Powered by AppSignal & Oban Pro

Futlixir

futlixir.livemd

Futlixir

Mix.install([
  {:nx, "~> 0.6"},
  {:exla, "~> 0.6"}
])

Nx.global_default_backend(EXLA.Backend)

Code.compile_file("foo.ex", "/home/munksgaard/src/futlixir/present")

defmodule RandomMatrix do
  def new(n, m) do
    for _ <- 1..n do
      for _ <- 1..m do
        :rand.uniform()
      end
    end
  end
end

Creating a Futhark context

# Create a Futhark context
{:ok, cfg} = Foo.futhark_context_config_new()
{:ok, ctx} = Foo.futhark_context_new(cfg)

Some simple computations

# A few random matrices
a = [[1, 2], [3, 4]]
b = [[5, 6], [7, 8]]

# Move to Futhark
{:ok, a_fut} = Foo.futhark_f64_2d_from_list(ctx, a)
{:ok, b_fut} = Foo.futhark_f64_2d_from_list(ctx, b)

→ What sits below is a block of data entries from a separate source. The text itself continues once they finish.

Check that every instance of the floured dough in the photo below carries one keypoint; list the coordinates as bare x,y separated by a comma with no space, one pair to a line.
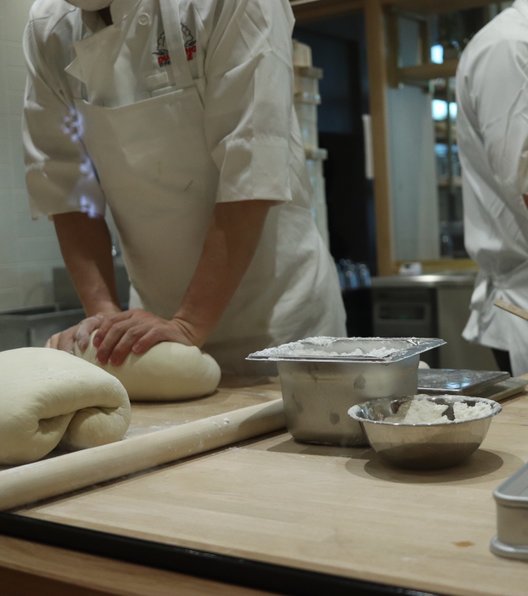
49,397
168,371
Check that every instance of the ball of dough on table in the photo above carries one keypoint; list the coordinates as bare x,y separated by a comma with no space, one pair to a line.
49,398
169,371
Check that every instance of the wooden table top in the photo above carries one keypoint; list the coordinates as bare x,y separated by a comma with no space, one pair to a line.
332,510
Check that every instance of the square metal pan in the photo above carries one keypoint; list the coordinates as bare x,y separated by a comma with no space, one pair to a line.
511,499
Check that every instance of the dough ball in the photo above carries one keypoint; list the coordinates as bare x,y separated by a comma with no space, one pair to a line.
49,398
169,371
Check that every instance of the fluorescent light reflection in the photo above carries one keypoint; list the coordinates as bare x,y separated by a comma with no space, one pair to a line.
439,109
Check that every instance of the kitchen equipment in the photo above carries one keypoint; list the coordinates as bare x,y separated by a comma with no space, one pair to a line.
511,498
424,445
457,381
496,385
511,308
322,377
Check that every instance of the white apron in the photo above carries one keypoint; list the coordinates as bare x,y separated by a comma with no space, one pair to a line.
491,326
161,191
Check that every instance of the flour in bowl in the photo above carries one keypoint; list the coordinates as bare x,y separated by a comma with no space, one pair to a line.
426,411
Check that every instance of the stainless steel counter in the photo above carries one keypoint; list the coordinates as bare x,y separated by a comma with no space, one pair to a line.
430,305
426,280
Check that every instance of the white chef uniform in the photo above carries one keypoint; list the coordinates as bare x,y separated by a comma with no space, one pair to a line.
180,105
492,132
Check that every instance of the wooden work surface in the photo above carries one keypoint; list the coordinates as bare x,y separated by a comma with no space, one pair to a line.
339,511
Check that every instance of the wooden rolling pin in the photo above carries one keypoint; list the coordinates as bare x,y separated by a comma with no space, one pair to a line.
515,310
55,476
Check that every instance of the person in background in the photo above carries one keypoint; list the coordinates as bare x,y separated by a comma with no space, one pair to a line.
492,134
177,116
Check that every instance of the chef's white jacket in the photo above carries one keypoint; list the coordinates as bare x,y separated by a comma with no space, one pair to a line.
492,133
217,125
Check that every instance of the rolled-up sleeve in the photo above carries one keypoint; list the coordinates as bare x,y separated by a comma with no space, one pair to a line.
248,100
500,93
59,174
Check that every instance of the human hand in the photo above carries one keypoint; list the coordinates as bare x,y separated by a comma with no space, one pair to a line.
136,331
77,334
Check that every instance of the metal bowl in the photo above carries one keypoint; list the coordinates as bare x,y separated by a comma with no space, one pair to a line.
322,377
423,445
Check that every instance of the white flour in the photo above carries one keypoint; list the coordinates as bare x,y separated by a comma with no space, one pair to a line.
321,347
425,411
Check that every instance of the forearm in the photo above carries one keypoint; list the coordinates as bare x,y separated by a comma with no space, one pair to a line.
230,245
86,248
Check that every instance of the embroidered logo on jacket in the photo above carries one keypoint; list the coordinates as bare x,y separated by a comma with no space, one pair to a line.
162,51
189,42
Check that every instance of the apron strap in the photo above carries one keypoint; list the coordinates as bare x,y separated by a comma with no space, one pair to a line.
174,38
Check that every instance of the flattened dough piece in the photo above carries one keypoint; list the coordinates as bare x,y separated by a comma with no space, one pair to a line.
49,397
169,371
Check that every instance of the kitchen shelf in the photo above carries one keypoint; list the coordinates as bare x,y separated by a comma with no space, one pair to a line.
425,72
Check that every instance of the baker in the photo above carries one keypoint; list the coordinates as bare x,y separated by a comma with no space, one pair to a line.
492,133
176,116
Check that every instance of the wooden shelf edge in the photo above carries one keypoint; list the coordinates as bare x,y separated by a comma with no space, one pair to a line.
427,72
435,6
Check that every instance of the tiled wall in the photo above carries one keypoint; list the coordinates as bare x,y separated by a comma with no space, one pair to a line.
28,249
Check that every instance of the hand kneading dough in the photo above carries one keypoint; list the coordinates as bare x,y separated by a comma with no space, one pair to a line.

# Compute matrix multiplication
{:ok, c_fut} = Foo.futhark_entry_matmul(ctx, a_fut, b_fut)

# Return a list
{:ok, c} = Foo.futhark_f64_2d_to_list(ctx, c_fut)

# Remember to free arrays
:ok = Foo.futhark_free_f64_2d(ctx, a_fut)
:ok = Foo.futhark_free_f64_2d(ctx, b_fut)
:ok = Foo.futhark_free_f64_2d(ctx, c_fut)

c

Benchmarks

Highly flawed, non-representative benchmark. Don’t tell anyone that I showed you this!

a = RandomMatrix.new(2048, 2048)
b = RandomMatrix.new(2048, 2048)

{:ok, a_fut} = Foo.futhark_f64_2d_from_list(ctx, a)
{:ok, b_fut} = Foo.futhark_f64_2d_from_list(ctx, b)

# Just to be safe
:ok = Foo.futhark_context_sync(ctx)

{futlixir_time, :ok} =
  :timer.tc(fn ->
    {:ok, c_fut} = Foo.futhark_entry_matmul(ctx, a_fut, b_fut)
    {:ok, _} = Foo.futhark_f64_2d_to_list(ctx, c_fut)
    :ok
  end)

a_nx = Nx.tensor(a)
b_nx = Nx.tensor(b)

{nx_time, :ok} =
  :timer.tc(fn ->
    _ = Nx.dot(a_nx, b_nx) |> Nx.to_list()
    :ok
  end)

%{futlixir_time: futlixir_time, nx_time: nx_time}

Half that time or more is spent moving data back and forth to the GPU. Also, mine is a sorry built-in Intel GPU.